When the box is put together, cultural institutions can add whatever they like to make the device their own. As such, the recipients are not simply learning about the technology itself but of the subject matter of the museum concerned. Typically, museums include 3D-printed versions of some of their artefacts but it is equally possible to add puzzles or information sheets – or, indeed, anything else that might work – to the kit. All that is needed is an NFC tag with these items so that when they are placed on the NFC reader, a recording will start to play via the computer’s speaker. These are pre-recorded and held on the PC’s memory. The NFC technology acts as a trigger for greater educational context about the objects concerned. They tell their own story. As such, anyone using it gets something like a museum-like experience even if they are not present at the institution itself.
Horniman Museum and Gardens
According to museum professionals at the Horniman Museum, situated in south-east London, both QR and NFC technologies have been deployed there in order to compare their relative strengths and weaknesses. One of the applications that they wanted to use these wireless communications systems for was to allow visitors to experience more of the books they had on display. After all, as the museum pointed out, behind a display cabinet only one page of a book can be presented at any one time. Initially, the museum used QR codes for visitors to scan. When they had done so, further pages could be read on their smart device.
Having put this in place, the museum wanted to do the same for another of the books in its collection, this time using NFC technology instead. In terms of the two technologies, it is fair to say that they both functioned well and did what the museum wanted – to provide a better user experience of the books concerned. What the team at the Horniman Museum found was that NFC tags were cheap, easy to put in place and simple to operate. That said, they did not work on all of the smart devices visitors took to the museum.

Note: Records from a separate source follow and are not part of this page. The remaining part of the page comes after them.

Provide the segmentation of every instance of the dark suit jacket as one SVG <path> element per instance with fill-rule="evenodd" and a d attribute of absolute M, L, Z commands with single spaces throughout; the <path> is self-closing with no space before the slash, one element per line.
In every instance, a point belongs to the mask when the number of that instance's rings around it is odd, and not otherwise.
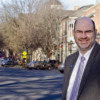
<path fill-rule="evenodd" d="M 76 52 L 65 60 L 62 100 L 66 100 L 69 79 L 78 55 Z M 100 46 L 97 43 L 83 73 L 77 100 L 100 100 Z"/>

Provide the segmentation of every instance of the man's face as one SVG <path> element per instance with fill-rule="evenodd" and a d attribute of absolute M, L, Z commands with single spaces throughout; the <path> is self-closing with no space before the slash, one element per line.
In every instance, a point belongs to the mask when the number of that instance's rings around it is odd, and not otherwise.
<path fill-rule="evenodd" d="M 84 54 L 92 46 L 96 38 L 96 30 L 93 29 L 93 23 L 88 18 L 78 19 L 74 30 L 74 38 Z"/>

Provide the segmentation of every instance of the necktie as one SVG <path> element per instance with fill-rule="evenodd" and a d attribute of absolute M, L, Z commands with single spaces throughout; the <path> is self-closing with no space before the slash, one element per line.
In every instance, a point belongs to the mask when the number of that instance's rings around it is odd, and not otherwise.
<path fill-rule="evenodd" d="M 80 86 L 80 82 L 81 82 L 81 78 L 82 78 L 82 74 L 83 74 L 84 60 L 85 60 L 85 58 L 82 56 L 78 70 L 77 70 L 74 85 L 73 85 L 73 88 L 71 91 L 70 100 L 77 100 L 78 90 L 79 90 L 79 86 Z"/>

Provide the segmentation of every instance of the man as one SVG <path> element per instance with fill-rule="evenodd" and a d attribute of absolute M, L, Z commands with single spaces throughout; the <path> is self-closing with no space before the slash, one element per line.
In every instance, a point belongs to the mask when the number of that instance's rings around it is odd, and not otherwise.
<path fill-rule="evenodd" d="M 96 34 L 90 18 L 75 21 L 73 35 L 79 51 L 65 60 L 62 100 L 100 100 L 100 46 Z"/>

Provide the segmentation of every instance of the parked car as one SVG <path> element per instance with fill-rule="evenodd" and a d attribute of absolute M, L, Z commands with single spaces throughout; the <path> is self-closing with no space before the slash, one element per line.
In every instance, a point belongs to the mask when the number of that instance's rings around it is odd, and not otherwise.
<path fill-rule="evenodd" d="M 61 63 L 61 64 L 58 66 L 58 70 L 59 70 L 61 73 L 64 73 L 64 62 Z"/>
<path fill-rule="evenodd" d="M 35 68 L 35 64 L 36 64 L 36 63 L 38 63 L 38 61 L 29 62 L 29 63 L 27 63 L 26 67 L 27 67 L 28 69 L 33 69 L 33 68 Z"/>

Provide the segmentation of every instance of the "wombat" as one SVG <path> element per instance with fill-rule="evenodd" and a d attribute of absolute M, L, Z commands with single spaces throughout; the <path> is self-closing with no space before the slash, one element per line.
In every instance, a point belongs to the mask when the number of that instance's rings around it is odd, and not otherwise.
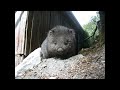
<path fill-rule="evenodd" d="M 41 57 L 66 59 L 76 54 L 76 48 L 74 29 L 58 25 L 48 32 L 41 44 Z"/>

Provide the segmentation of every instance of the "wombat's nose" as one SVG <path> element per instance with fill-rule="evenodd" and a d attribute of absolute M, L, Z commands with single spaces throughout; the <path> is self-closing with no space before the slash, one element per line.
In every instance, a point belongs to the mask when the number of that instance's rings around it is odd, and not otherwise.
<path fill-rule="evenodd" d="M 62 48 L 58 48 L 58 52 L 62 52 L 63 51 L 63 49 Z"/>

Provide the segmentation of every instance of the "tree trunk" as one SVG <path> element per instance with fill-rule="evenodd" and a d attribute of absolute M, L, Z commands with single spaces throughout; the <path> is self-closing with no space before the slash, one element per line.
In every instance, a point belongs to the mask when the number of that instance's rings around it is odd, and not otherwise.
<path fill-rule="evenodd" d="M 99 11 L 100 14 L 100 43 L 104 43 L 105 42 L 105 12 L 104 11 Z"/>

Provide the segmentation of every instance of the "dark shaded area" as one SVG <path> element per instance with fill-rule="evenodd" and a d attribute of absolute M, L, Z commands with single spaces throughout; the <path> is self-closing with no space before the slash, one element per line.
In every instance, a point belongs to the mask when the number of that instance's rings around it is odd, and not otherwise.
<path fill-rule="evenodd" d="M 88 37 L 70 11 L 29 11 L 26 24 L 25 55 L 40 47 L 50 29 L 56 25 L 72 28 L 76 32 L 77 51 L 83 47 L 83 40 Z M 88 47 L 88 46 L 85 46 Z"/>

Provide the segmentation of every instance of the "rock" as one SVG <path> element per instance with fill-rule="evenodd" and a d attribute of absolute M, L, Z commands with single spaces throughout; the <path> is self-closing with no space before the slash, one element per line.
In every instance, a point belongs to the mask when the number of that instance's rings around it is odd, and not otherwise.
<path fill-rule="evenodd" d="M 104 47 L 95 54 L 78 54 L 64 60 L 49 58 L 41 61 L 40 50 L 33 51 L 15 68 L 16 79 L 105 79 Z"/>

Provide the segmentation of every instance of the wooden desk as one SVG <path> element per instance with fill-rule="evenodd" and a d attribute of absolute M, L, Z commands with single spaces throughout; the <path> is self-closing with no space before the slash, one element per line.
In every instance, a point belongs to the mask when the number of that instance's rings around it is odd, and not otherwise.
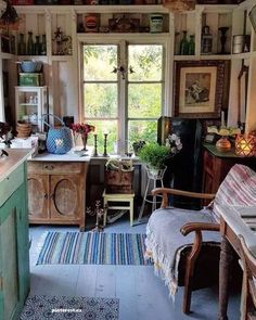
<path fill-rule="evenodd" d="M 234 251 L 241 254 L 241 244 L 238 235 L 242 234 L 247 246 L 256 245 L 256 207 L 223 207 L 220 219 L 221 252 L 219 265 L 219 316 L 218 320 L 227 320 L 229 298 L 229 274 Z M 244 216 L 249 218 L 244 219 Z M 248 223 L 249 225 L 248 225 Z"/>

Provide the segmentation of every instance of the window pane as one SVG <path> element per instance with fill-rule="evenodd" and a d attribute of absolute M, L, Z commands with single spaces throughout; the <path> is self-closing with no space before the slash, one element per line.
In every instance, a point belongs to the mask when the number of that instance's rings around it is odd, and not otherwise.
<path fill-rule="evenodd" d="M 161 116 L 162 85 L 129 84 L 128 117 L 156 118 Z"/>
<path fill-rule="evenodd" d="M 114 144 L 117 141 L 117 120 L 90 120 L 89 123 L 95 126 L 98 153 L 103 154 L 104 151 L 104 132 L 107 132 L 106 151 L 107 153 L 114 153 Z M 94 145 L 92 133 L 88 136 L 88 145 Z"/>
<path fill-rule="evenodd" d="M 116 81 L 117 46 L 84 46 L 84 79 Z"/>
<path fill-rule="evenodd" d="M 128 46 L 129 81 L 161 81 L 163 68 L 163 46 Z"/>
<path fill-rule="evenodd" d="M 117 117 L 117 84 L 86 84 L 85 117 Z"/>
<path fill-rule="evenodd" d="M 128 140 L 130 143 L 138 140 L 156 141 L 157 121 L 130 120 L 128 121 Z"/>

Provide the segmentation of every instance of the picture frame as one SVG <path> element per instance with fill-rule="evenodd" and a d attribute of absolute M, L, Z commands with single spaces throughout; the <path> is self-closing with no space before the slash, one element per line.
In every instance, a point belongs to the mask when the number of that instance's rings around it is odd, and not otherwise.
<path fill-rule="evenodd" d="M 175 63 L 174 114 L 184 118 L 219 118 L 223 101 L 222 60 Z"/>

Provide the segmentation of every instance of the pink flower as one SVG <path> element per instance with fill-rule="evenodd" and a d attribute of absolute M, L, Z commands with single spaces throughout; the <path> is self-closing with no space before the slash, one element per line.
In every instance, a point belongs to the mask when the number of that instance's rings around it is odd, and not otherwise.
<path fill-rule="evenodd" d="M 75 133 L 80 133 L 81 136 L 88 136 L 91 131 L 94 131 L 95 127 L 88 124 L 74 124 L 72 125 L 72 130 Z"/>

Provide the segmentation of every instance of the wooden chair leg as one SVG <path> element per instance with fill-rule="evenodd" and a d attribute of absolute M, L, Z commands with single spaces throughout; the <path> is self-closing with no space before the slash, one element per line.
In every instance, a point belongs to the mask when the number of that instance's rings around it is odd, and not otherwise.
<path fill-rule="evenodd" d="M 187 258 L 187 264 L 185 264 L 184 293 L 183 293 L 183 306 L 182 306 L 182 310 L 184 313 L 190 313 L 194 266 L 199 257 L 201 247 L 202 247 L 202 233 L 195 232 L 194 243 L 191 248 L 191 253 L 189 254 Z"/>

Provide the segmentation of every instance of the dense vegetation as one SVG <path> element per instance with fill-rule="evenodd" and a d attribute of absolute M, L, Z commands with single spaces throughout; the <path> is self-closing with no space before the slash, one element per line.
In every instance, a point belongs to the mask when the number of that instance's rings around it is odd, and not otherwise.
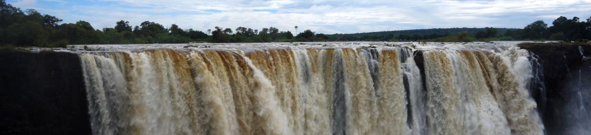
<path fill-rule="evenodd" d="M 64 47 L 68 44 L 118 44 L 210 42 L 266 42 L 307 41 L 433 41 L 470 42 L 491 40 L 575 41 L 591 39 L 591 18 L 580 21 L 560 17 L 548 27 L 537 21 L 522 29 L 515 28 L 435 28 L 357 34 L 317 34 L 311 30 L 294 35 L 291 32 L 276 28 L 261 30 L 238 27 L 216 27 L 207 33 L 193 29 L 181 29 L 145 21 L 132 26 L 120 21 L 113 28 L 93 28 L 90 23 L 60 23 L 62 19 L 43 15 L 34 9 L 21 9 L 0 0 L 0 45 L 16 47 Z M 295 28 L 297 31 L 297 27 Z"/>

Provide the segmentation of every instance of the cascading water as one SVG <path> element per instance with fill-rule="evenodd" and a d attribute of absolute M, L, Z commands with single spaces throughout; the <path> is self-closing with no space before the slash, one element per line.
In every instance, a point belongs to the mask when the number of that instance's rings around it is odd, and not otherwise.
<path fill-rule="evenodd" d="M 83 52 L 92 133 L 544 134 L 527 51 L 366 45 Z"/>

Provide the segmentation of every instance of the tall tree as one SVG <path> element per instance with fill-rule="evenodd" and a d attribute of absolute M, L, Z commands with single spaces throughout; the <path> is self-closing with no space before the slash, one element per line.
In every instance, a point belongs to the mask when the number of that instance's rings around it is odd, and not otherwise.
<path fill-rule="evenodd" d="M 540 20 L 527 25 L 523 28 L 523 31 L 524 34 L 526 34 L 526 38 L 536 39 L 547 37 L 547 29 L 548 24 L 544 23 L 544 21 Z"/>
<path fill-rule="evenodd" d="M 117 25 L 115 26 L 115 29 L 117 30 L 117 32 L 131 31 L 131 26 L 129 25 L 129 21 L 121 20 L 118 21 L 116 24 Z"/>

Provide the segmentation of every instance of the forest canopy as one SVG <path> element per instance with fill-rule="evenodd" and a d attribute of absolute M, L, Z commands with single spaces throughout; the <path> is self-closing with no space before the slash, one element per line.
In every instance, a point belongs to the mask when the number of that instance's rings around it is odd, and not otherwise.
<path fill-rule="evenodd" d="M 591 39 L 591 17 L 580 20 L 560 17 L 552 26 L 537 21 L 523 28 L 486 27 L 434 28 L 357 34 L 324 34 L 310 29 L 292 33 L 277 28 L 256 29 L 215 27 L 202 31 L 165 26 L 146 21 L 132 26 L 115 22 L 112 28 L 93 28 L 88 22 L 61 23 L 63 20 L 35 9 L 24 11 L 0 0 L 0 45 L 65 47 L 70 44 L 128 44 L 154 43 L 268 42 L 308 41 L 433 41 L 470 42 L 492 40 L 576 41 Z M 294 28 L 298 31 L 298 27 Z"/>

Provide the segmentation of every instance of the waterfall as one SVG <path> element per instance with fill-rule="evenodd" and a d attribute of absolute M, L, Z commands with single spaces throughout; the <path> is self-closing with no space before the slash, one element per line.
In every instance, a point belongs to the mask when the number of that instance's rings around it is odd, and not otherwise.
<path fill-rule="evenodd" d="M 531 57 L 503 50 L 279 45 L 79 56 L 95 134 L 543 134 L 528 85 Z"/>

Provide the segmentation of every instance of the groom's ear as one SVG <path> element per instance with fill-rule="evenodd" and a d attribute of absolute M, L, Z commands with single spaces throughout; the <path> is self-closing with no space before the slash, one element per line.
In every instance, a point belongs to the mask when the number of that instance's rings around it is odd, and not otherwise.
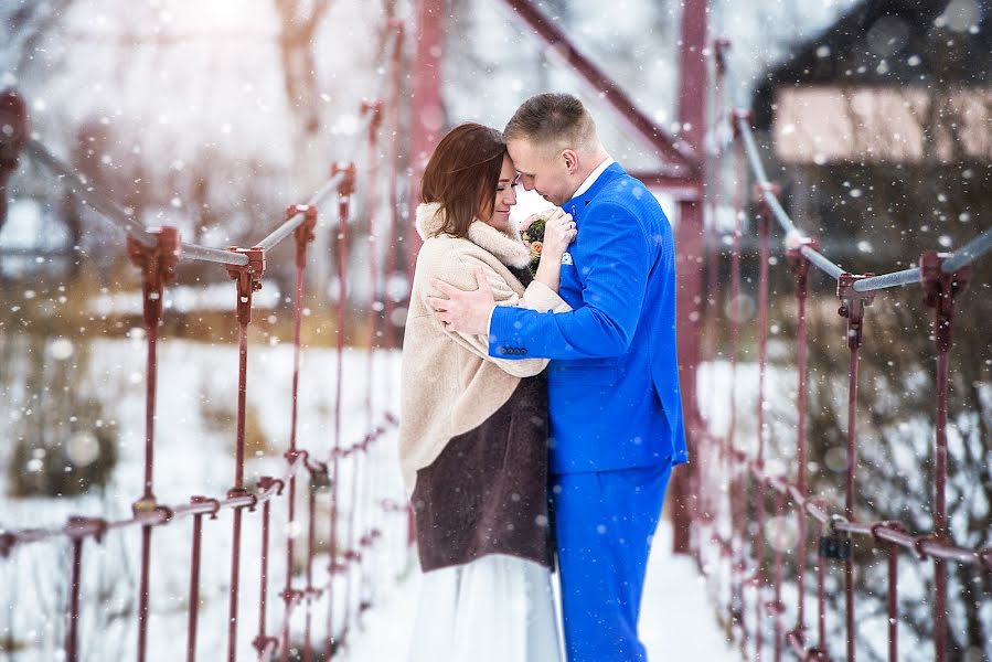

To conclude, NFC offers museum professionals a wide range of possibilities, whether they want to add context and extra information to visitors’ experiences or they are seeking a nifty way of reaching out to communities who may never come to their establishment. The technology is extremely powerful despite offering great value for money. It is only really limited by the creativity of museum professionals in the ways in which it can be deployed to enhance the offering of modern public-facing institutions.